In some embodiments, the machine-learning model may comprise a second random forest classifier, the second random forest classifier being trained to predict, for the at least one cardiac measurement value, a measurement ventricular arrhythmia risk prediction. It is beneficial for the converted cardiac measurement values to be input into a random forest classifier, which is effective in analyzing high-dimensional data, and so can predict a more reliable and accurate ventricular arrhythmia risk prediction based on the measurement values.
In some embodiments, prior to providing the at least one input cardiac signal as an input to the machine-learning model, the method may further comprise: processing the input cardiac signal so that the input cardiac signal comprises a heart rate density plot. Processing the cardiac signal to convert it into a heart rate density plot may provide data regarding the subject's heart rate in a more efficient and effective format.

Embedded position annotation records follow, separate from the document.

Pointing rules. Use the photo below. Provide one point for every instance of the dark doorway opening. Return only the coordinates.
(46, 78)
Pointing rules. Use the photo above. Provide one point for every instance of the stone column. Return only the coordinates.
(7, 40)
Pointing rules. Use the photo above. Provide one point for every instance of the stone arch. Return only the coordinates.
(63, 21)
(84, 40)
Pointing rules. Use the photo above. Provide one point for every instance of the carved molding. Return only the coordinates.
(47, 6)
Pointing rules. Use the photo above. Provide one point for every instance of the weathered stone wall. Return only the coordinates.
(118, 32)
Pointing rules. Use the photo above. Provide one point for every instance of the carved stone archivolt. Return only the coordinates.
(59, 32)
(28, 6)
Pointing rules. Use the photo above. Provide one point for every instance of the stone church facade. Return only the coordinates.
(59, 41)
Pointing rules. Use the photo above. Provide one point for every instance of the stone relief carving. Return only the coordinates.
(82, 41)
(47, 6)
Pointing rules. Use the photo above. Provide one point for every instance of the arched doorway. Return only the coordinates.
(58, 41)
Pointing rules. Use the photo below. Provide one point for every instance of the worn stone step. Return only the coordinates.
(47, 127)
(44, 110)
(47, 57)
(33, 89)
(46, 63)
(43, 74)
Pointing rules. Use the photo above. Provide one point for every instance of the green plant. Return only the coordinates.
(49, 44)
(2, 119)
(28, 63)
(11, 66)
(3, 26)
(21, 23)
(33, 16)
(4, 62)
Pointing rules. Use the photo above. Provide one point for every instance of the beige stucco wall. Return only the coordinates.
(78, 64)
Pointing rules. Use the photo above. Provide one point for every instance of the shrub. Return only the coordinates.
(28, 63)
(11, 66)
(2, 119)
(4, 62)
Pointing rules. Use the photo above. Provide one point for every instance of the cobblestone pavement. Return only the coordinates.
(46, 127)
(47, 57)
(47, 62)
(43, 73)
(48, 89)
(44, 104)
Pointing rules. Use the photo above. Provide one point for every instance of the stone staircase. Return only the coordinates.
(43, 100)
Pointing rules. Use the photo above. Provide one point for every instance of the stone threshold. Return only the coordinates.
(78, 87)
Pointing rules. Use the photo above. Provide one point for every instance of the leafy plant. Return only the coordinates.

In some embodiments, the machine-learning model may comprise a first neural network, the first neural network being trained to predict, for the heart rate density plot, a heart rate ventricular arrhythmia risk prediction. This allows a neural network, specifically trained to process heart rate density plots, to predict a ventricular arrhythmia risk while taking into account information about the subject's heart rate. For instance, the first neural network may comprise: a convolutional neural network trained to extract feature maps from the heart rate density plot; and an attention module configured to process the feature maps in order to predict a ventricular arrhythmia risk prediction. This may capture information about the subject's automatic nervous system and trigger.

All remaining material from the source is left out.